Guantanamo Again
From the NYT: Bush Decides to Keep Guantánamo Open
Here are the key section:
Despite his stated desire to close the American prison at Guantánamo Bay, Cuba, President Bush has decided not to do so, and never considered proposals drafted in the State Department and the Pentagon that outlined options for transferring the detainees elsewhere, according to senior administration officials.
Mr. Bush’s top advisers held a series of meetings at the White House this summer after a Supreme Court ruling in June cast doubt on the future of the American detention center. But Mr. Bush adopted the view of his most hawkish advisers that closing Guantánamo would involve too many legal and political risks to be acceptable, now or any time soon, the officials said.
…
Mr. Cheney and his chief of staff, David S. Addington, have made it clear in the internal discussions this year that keeping Guantánamo open under a new president would validate the administration’s decisions dealing with terrorists, the officials said.
…
So, to clarify what seems to have happened: President Bush didn’t bother to consider plans drafted by the State Department or Defense Department to close Guantanamo.
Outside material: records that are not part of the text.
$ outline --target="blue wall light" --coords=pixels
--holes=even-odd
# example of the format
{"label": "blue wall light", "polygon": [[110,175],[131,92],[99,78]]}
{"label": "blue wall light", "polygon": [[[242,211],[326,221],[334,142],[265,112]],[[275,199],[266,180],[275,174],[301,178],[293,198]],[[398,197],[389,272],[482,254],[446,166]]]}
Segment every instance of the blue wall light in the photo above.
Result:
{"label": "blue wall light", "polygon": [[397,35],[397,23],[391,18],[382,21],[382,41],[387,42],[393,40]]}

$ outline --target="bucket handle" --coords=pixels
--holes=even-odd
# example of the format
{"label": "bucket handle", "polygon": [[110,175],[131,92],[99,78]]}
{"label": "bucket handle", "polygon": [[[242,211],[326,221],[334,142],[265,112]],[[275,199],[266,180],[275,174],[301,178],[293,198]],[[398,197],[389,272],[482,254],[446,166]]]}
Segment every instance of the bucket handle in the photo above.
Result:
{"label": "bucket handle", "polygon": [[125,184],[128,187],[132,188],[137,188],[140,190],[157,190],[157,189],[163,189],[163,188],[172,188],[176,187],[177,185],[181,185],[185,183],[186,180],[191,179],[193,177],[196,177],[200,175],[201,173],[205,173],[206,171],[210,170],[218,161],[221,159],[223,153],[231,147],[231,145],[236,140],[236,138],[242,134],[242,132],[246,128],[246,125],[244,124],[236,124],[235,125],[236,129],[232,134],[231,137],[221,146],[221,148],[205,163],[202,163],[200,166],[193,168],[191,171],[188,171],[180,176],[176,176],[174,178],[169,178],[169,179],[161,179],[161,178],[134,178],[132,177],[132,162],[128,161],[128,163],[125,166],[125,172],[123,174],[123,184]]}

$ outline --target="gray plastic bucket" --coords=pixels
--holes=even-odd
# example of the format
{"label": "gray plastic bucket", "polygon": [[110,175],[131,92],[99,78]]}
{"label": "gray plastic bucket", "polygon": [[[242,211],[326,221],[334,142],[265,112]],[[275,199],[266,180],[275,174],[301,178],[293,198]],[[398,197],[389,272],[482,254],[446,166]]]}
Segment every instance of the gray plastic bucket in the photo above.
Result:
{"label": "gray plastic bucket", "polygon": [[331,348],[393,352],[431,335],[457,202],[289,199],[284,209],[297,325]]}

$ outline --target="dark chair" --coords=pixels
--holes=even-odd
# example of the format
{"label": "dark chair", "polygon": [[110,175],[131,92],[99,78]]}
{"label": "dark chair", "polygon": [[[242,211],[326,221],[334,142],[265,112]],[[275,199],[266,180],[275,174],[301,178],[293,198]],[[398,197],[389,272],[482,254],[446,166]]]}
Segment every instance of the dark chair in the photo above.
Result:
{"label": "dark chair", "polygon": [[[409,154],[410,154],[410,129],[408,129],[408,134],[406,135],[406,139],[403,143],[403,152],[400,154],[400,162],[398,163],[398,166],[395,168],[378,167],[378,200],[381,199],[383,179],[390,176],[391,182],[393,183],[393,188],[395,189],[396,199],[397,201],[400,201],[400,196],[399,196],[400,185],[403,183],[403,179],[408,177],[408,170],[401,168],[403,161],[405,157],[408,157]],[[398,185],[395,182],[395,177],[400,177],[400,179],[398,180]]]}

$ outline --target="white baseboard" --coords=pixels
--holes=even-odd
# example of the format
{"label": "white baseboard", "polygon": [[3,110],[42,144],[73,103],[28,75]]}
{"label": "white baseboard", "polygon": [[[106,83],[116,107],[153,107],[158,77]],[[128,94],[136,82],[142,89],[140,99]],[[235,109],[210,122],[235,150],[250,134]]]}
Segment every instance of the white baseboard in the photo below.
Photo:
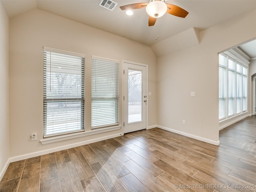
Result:
{"label": "white baseboard", "polygon": [[6,171],[6,170],[8,168],[8,166],[9,166],[9,164],[10,164],[10,158],[8,159],[8,160],[4,165],[4,168],[1,170],[0,172],[0,181],[2,180],[2,179],[3,178],[3,177],[4,176],[4,175],[5,173],[5,172]]}
{"label": "white baseboard", "polygon": [[228,123],[225,123],[225,122],[222,123],[222,124],[224,124],[223,125],[219,127],[219,131],[221,130],[222,129],[224,129],[224,128],[226,128],[226,127],[229,126],[230,125],[232,125],[232,124],[236,123],[236,122],[239,121],[240,120],[242,120],[244,118],[246,118],[246,117],[249,116],[251,116],[251,114],[248,114],[244,116],[241,116],[238,118],[235,118],[233,120],[231,120],[231,121],[229,122]]}
{"label": "white baseboard", "polygon": [[157,125],[151,125],[151,126],[148,126],[147,129],[152,129],[152,128],[155,128],[156,127],[157,127]]}
{"label": "white baseboard", "polygon": [[[78,147],[81,145],[86,145],[87,144],[90,144],[90,143],[94,143],[94,142],[98,142],[98,141],[102,141],[106,139],[114,138],[114,137],[116,137],[120,136],[120,134],[121,133],[119,133],[116,134],[114,134],[105,137],[102,137],[99,138],[96,138],[96,139],[92,139],[90,140],[83,141],[82,142],[79,142],[78,143],[70,144],[70,145],[61,146],[60,147],[56,147],[55,148],[52,148],[51,149],[47,149],[46,150],[43,150],[42,151],[38,151],[36,152],[34,152],[33,153],[11,157],[9,159],[9,162],[10,163],[12,162],[14,162],[15,161],[19,161],[20,160],[22,160],[23,159],[27,159],[28,158],[31,158],[32,157],[36,157],[40,155],[45,155],[46,154],[48,154],[49,153],[53,153],[54,152],[56,152],[57,151],[61,151],[62,150],[65,150],[66,149],[72,148],[73,147]],[[4,171],[4,172],[5,172],[5,171]]]}
{"label": "white baseboard", "polygon": [[213,140],[210,140],[210,139],[199,137],[196,135],[192,135],[189,133],[185,133],[185,132],[182,132],[182,131],[178,131],[177,130],[171,129],[170,128],[168,128],[167,127],[163,127],[162,126],[160,126],[159,125],[157,125],[156,127],[158,127],[158,128],[160,128],[160,129],[164,129],[164,130],[166,130],[166,131],[170,131],[170,132],[172,132],[174,133],[177,133],[178,134],[179,134],[180,135],[183,135],[184,136],[186,136],[191,138],[193,138],[193,139],[196,139],[200,141],[203,141],[204,142],[206,142],[206,143],[212,144],[213,145],[219,145],[220,144],[219,140],[216,141]]}

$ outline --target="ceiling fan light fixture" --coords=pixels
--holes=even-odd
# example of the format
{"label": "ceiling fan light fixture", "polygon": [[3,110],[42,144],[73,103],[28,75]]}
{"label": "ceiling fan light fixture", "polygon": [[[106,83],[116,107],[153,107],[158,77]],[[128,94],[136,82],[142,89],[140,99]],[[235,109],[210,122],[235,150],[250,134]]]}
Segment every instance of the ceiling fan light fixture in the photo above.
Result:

Since he didn’t consider the plans, he concluded that the political and legal risks were unacceptable. But how can he know that the risks are unacceptable is the plans were not even considered at a high level?
In short, it seems like Cheney’s office blocked consideration of alternative plans simply in order to keep making the argument that the risks are too high, and that the reason for doing so was to try to get the next administration to somehow validate the decision, even though both Obama and McCain (and almost everyone else both in the U.S. and abroad) agree that the prison should be closed.
Brilliant. Don’t let anyone brief you about an alternative plan and then claim that no acceptable alternative plan exists. Policymaking at its finest.